Automated RNA structure prediction uncovers a missing link in double glycine riboswitches

TL;DR

This study demonstrates that automated RNA structure prediction tools can identify previously overlooked structural elements in double glycine riboswitches, validated by experimental data, revealing their functional importance in ligand-binding cooperativity.

Contribution

The paper introduces a novel combination of prediction tools and experimental validation to uncover a missing structural element in glycine riboswitches, advancing RNA structural understanding.

Findings

Identified a new stem P0 and kink-turn motif in glycine riboswitches.

Disruption of the predicted structure significantly reduces ligand-binding affinity.

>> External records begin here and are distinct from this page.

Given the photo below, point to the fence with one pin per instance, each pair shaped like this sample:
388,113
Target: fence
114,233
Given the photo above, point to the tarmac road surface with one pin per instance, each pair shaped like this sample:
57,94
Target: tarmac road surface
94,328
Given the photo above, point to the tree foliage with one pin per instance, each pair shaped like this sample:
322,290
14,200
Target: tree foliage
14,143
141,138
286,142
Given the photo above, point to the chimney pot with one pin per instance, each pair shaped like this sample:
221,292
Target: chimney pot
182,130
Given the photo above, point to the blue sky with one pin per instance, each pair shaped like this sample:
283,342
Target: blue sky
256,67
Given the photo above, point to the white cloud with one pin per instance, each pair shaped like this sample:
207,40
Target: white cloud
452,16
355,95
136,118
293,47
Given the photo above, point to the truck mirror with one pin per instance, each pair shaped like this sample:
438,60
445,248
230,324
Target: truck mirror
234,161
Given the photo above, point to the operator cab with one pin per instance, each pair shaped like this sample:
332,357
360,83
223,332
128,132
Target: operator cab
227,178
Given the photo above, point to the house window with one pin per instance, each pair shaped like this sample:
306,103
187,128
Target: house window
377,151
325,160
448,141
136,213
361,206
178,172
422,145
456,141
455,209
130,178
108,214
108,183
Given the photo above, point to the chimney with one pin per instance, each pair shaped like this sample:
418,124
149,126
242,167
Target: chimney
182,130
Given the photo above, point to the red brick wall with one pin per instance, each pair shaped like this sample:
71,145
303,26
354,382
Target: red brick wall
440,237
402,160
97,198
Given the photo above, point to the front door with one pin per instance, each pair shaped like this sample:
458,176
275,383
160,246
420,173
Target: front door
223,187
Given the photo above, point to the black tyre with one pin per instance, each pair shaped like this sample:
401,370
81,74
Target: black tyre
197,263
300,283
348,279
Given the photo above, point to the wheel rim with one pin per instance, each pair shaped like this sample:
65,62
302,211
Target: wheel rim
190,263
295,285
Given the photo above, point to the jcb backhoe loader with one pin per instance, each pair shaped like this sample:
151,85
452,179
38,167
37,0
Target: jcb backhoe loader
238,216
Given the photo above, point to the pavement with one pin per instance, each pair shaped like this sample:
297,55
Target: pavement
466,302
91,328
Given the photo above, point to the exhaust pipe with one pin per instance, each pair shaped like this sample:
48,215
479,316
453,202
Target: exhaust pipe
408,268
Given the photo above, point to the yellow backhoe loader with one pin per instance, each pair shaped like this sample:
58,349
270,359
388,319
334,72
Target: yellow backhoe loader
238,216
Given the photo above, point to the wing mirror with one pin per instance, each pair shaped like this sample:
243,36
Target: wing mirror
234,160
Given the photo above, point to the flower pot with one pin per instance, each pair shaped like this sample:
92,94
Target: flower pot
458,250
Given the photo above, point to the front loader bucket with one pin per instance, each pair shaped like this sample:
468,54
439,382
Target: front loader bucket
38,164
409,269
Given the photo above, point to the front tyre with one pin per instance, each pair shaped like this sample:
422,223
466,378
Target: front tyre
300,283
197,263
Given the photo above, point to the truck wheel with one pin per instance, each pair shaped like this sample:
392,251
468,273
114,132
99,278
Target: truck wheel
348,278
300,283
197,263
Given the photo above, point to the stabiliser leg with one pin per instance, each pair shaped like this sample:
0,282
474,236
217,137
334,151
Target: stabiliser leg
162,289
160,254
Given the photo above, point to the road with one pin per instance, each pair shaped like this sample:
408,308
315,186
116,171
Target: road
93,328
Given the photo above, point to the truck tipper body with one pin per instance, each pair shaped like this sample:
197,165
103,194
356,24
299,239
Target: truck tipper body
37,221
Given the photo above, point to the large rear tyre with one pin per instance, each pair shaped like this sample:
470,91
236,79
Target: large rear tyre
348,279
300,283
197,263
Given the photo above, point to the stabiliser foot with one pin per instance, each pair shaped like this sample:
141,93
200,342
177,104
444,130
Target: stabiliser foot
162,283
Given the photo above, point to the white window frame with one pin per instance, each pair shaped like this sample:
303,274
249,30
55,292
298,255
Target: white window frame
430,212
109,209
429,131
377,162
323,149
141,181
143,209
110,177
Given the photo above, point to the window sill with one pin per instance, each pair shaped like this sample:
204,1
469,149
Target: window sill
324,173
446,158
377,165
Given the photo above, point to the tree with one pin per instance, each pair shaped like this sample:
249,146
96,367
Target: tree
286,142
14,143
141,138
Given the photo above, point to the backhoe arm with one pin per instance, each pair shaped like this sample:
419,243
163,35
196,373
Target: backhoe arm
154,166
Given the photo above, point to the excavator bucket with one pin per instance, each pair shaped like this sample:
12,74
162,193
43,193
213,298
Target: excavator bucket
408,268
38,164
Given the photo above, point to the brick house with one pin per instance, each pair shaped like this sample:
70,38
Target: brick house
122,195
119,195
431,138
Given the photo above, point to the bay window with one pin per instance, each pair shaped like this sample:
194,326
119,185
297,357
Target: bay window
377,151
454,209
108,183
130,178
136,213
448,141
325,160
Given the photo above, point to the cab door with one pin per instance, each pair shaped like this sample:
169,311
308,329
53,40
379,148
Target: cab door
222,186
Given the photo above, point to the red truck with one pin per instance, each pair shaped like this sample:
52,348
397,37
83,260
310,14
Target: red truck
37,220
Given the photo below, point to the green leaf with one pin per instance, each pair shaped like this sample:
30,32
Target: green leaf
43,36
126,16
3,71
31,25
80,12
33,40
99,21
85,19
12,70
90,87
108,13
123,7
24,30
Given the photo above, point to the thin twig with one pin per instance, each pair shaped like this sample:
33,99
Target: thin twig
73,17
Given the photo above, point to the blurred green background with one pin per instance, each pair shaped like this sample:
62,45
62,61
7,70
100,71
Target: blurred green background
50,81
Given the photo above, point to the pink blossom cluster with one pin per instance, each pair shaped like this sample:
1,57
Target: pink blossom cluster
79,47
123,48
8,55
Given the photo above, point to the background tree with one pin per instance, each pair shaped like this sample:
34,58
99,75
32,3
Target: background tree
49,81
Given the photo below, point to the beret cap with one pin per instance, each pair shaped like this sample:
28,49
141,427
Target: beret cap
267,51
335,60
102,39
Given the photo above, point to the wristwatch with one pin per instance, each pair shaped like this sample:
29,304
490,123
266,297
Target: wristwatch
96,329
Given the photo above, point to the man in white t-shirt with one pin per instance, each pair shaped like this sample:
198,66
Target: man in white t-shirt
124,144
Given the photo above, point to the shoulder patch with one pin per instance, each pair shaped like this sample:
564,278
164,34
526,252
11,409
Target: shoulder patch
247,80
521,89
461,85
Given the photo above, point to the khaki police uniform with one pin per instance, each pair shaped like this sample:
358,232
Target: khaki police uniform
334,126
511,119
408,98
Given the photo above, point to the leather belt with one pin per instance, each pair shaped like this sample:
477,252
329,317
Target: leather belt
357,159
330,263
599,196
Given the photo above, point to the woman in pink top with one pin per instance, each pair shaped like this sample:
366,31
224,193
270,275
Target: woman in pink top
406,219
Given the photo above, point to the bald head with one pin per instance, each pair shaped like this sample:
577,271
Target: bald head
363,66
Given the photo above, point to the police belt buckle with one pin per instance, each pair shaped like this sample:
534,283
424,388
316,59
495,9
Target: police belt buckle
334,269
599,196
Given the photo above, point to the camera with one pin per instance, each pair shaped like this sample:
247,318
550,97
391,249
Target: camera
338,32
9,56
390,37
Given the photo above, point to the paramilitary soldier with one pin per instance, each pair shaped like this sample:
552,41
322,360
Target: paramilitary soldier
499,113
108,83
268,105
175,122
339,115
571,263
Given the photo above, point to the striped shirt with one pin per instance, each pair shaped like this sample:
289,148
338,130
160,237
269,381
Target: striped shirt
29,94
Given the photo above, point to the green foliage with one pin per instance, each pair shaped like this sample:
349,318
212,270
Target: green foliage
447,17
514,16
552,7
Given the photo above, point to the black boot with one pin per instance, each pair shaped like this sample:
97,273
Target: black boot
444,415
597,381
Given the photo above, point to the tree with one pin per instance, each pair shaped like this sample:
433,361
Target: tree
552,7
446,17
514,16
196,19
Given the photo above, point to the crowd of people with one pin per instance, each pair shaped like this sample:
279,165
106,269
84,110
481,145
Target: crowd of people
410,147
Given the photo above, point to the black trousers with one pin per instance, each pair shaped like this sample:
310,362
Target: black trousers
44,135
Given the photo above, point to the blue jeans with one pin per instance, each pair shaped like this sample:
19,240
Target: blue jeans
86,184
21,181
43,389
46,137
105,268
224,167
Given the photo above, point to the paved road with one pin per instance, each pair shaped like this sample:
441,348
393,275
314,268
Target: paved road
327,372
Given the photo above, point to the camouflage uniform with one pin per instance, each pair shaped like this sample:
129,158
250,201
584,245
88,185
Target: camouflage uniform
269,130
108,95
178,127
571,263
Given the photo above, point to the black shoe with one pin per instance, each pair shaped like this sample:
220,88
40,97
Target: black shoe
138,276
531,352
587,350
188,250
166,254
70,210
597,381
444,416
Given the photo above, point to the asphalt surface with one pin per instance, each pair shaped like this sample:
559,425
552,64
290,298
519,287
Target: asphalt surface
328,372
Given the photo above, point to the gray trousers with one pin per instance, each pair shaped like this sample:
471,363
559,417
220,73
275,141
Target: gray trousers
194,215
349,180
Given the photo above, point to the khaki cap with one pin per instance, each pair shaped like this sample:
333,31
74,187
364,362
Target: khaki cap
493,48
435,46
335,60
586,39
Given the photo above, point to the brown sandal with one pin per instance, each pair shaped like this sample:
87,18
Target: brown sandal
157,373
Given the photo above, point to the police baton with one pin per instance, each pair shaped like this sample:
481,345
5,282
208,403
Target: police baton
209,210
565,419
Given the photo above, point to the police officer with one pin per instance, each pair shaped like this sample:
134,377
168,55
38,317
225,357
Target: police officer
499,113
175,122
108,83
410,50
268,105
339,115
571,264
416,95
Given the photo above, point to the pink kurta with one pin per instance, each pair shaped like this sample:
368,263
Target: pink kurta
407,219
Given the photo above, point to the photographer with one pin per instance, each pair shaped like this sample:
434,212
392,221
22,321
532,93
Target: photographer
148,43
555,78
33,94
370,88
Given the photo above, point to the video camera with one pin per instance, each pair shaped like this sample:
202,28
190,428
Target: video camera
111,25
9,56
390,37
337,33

Automated prediction tools effectively detect critical RNA structural elements.

Abstract

The tertiary structures of functional RNA molecules remain difficult to decipher. A new generation of automated RNA structure prediction methods may help address these challenges but have not yet been experimentally validated. Here we apply four prediction tools to a remarkable class of double glycine riboswitches that exhibit ligand-binding cooperativity. A novel method (BPPalign), RMdetect, JAR3D, and Rosetta 3D modeling give consistent predictions for a new stem P0 and kink-turn motif. These elements structure the linker between the RNAs' double aptamers. Chemical mapping on the F. nucleatum riboswitch with SHAPE, DMS, and CMCT probing, mutate-and-map studies, and mutation/rescue experiments all provide strong evidence for the structured linker. Under solution conditions that separate two glycine binding transitions, disrupting this helix-junction-helix structure gives 120-fold and 6- to 30-fold poorer association constants for the two transitions, corresponding to an overall energetic impact of 4.3 \pm 0.5 kcal/mol. Prior biochemical and crystallography studies from several labs did not include this critical element due to over-truncation of the RNA. We argue that several further undiscovered elements are likely to exist in the flanking regions of this and other RNA switches, and automated prediction tools can now play a powerful role in their detection and dissection.